CORVALLIS, Ore. - New work by Portland area artists Damien Gilley and Jeff Sheridan will be on display Jan. 25 through March 8 in the Fairbanks Gallery on the Oregon State University Corvallis campus.

The Fairbanks Gallery, 220 S.W. 26th St., is open 8 a.m. to 5 p.m., Monday through Friday. Admission is free. The gallery will stay open until 8 p.m. on Feb. 16 and refreshments will be served as part of the Corvallis Arts Walk.

Gilley is a multi-disciplinary artist and educator. His work has been exhibited nationally and internationally at venues including Tetem Kunstruimte, Enshchede, Netherlands; EastWestProject, Berlin; MARC, Kivik, Sweden; Suyama Space, Seattle; Las Belfry, New York; the Art Museum of South Texas and in various Portland locations.
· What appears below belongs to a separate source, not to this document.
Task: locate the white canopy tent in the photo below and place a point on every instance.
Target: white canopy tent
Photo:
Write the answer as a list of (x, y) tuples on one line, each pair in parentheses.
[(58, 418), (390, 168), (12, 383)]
Gilley's studio process involves randomly laying down multiple, slightly varied laser lines across a darkened room. Each line uniquely adjusts to the physical variations of the room and the objects housed within it. This creates unique and colorful sprites that, when viewed in chorus, point to an architecture existing in an alternate dimension.

Sheridan is a multi-disciplinary artist who paints an archetypal narrative drawing inspiration from science, the occult and folklore. His work explores the dual nature of our contemporary existence, advocating for improvement while living in a state of constant decay.

Sheridan's cartoons are anecdotes on contemporary issues, social tics, psychological minutiae and the environment. They have been recognized by the Society of Professional Journalists and featured in Creative Loafing, The Tampa Bay Times, The South Florida Sun-Sentinel and the Portland Mercury.

Sheridan employs a reparative process of line-making, in which every mark is a slight variation of its predecessors. This semi-random process denies pre-conception outright. The outcome is a visual imprint of the artist's experience over the course of a specific moment in time. 

The exhibition, titled "Darwin Machine," is curated by Fairbanks Gallery Coordinator Andrew Nigon. The name is derived from a 1987 article by William H. Calvin, titled "The Brain as a Darwin Machine," describing how the human brain arrives at complex conclusions through a natural selection process where many slightly varied random possibilities compete against one another to be the most effective.

Within a millisecond, a winning solution is elected, implemented and finally catalogued into a long chain of memories and experiences used to choose future winners. Every decision made affects our neurological hardware and so affects all future decisions. Nigon described the studio practices of Gilley and Sheridan as Darwin Machines.